Hulu, the No. 3 domestic subscription streaming video service with 17 million subscribers, generated $920 million in combined 2017 equity losses for corporate parents Walt Disney Co., Comcast, 21st Century Fox and Time Warner.
The SVOD service, which is 30% owned by Disney, Fox and Comcast, with Time Warner holding a 10% stake, generated equity losses of $531 million during the 2016 fiscal period.
Based on Comcast’s 10K regulatory filing, the media giant recorded an equity loss of $276 million in 2017, up 64.2 % from an equity loss of $168 million loss in 2016, and $106 million loss in 2015.
Comcast said the losses were driven by higher programming and marketing costs.
Indeed, Disney Feb. 6 revealed it expects more than $250 million in equity losses on Hulu in 2018. The revised projection is up from a previously anticipated loss of $100 million. Disney is on the hook for about $450 million in capital contributions to Hulu in 2018, according to a regulatory filing.

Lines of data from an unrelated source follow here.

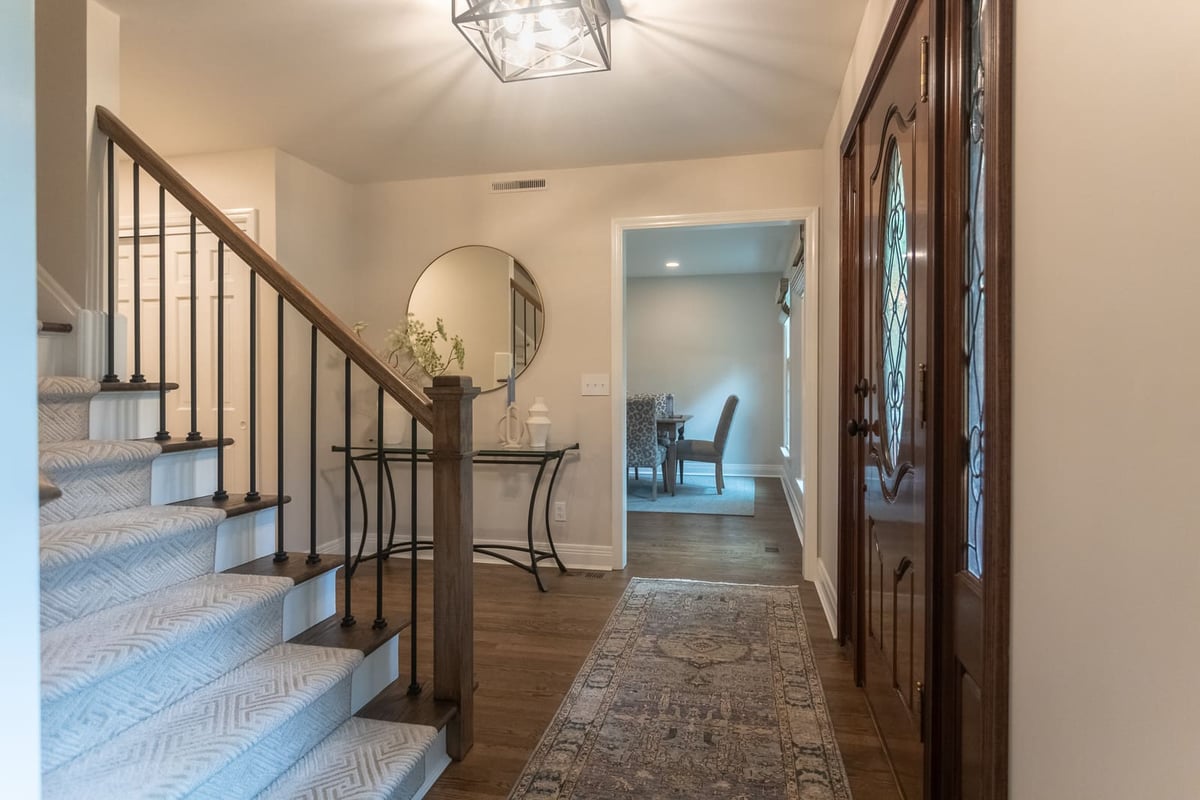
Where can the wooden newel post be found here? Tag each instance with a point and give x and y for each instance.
(454, 533)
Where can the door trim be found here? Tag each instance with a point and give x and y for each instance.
(943, 504)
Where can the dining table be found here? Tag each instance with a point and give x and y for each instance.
(672, 429)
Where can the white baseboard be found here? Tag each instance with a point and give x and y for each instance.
(828, 594)
(575, 557)
(733, 470)
(436, 762)
(795, 505)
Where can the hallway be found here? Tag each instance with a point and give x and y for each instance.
(528, 645)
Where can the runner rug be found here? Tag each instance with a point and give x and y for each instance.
(694, 690)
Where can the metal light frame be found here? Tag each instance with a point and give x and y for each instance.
(514, 40)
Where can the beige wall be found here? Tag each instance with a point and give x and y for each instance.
(1105, 546)
(19, 659)
(63, 158)
(706, 337)
(564, 238)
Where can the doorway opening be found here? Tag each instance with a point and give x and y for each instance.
(702, 330)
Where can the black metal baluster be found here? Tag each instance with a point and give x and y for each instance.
(195, 433)
(111, 376)
(252, 494)
(348, 619)
(163, 434)
(137, 377)
(281, 554)
(413, 686)
(221, 494)
(379, 621)
(313, 557)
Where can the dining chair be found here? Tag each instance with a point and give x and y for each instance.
(709, 452)
(642, 447)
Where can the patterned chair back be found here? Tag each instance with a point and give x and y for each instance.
(642, 446)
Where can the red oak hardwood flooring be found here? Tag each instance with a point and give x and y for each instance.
(529, 645)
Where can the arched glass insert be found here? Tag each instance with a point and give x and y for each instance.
(895, 306)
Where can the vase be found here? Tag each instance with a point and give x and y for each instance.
(509, 427)
(538, 425)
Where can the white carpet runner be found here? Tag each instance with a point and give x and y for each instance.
(162, 679)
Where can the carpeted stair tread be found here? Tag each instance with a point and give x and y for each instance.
(82, 453)
(229, 739)
(364, 759)
(105, 672)
(64, 407)
(95, 563)
(96, 476)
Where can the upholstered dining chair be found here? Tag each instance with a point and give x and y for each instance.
(642, 447)
(709, 452)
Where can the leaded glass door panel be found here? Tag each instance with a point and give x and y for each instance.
(893, 311)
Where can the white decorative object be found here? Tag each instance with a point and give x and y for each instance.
(509, 427)
(538, 425)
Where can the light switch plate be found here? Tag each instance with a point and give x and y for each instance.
(594, 384)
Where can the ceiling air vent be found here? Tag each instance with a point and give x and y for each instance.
(523, 185)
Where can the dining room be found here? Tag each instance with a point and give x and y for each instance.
(705, 356)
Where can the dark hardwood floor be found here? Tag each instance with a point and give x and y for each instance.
(528, 645)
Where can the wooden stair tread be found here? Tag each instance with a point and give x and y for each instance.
(235, 505)
(179, 444)
(125, 386)
(295, 567)
(360, 636)
(395, 704)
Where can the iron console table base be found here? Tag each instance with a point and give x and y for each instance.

Disney, along with other Hulu corporate owners, expect to recoup the losses through content sales delivered by proprietary channels.
Regardless, BTIG Research analyst Rich Greenfield believes Hulu’s fiscal losses could reach $1.7 billion in 2018 – on top of an additional $1.5 billion in combined capital investment.
Greenfield says when Hulu’s relatively low loss to corporate owners was manageable, fiscal bean counters could spin the results. But as the losses deepen, Greenfield – in a blog note – wrote, “We have virtually no disclosure on the positive impact Hulu’s spending is having on its parent companies.”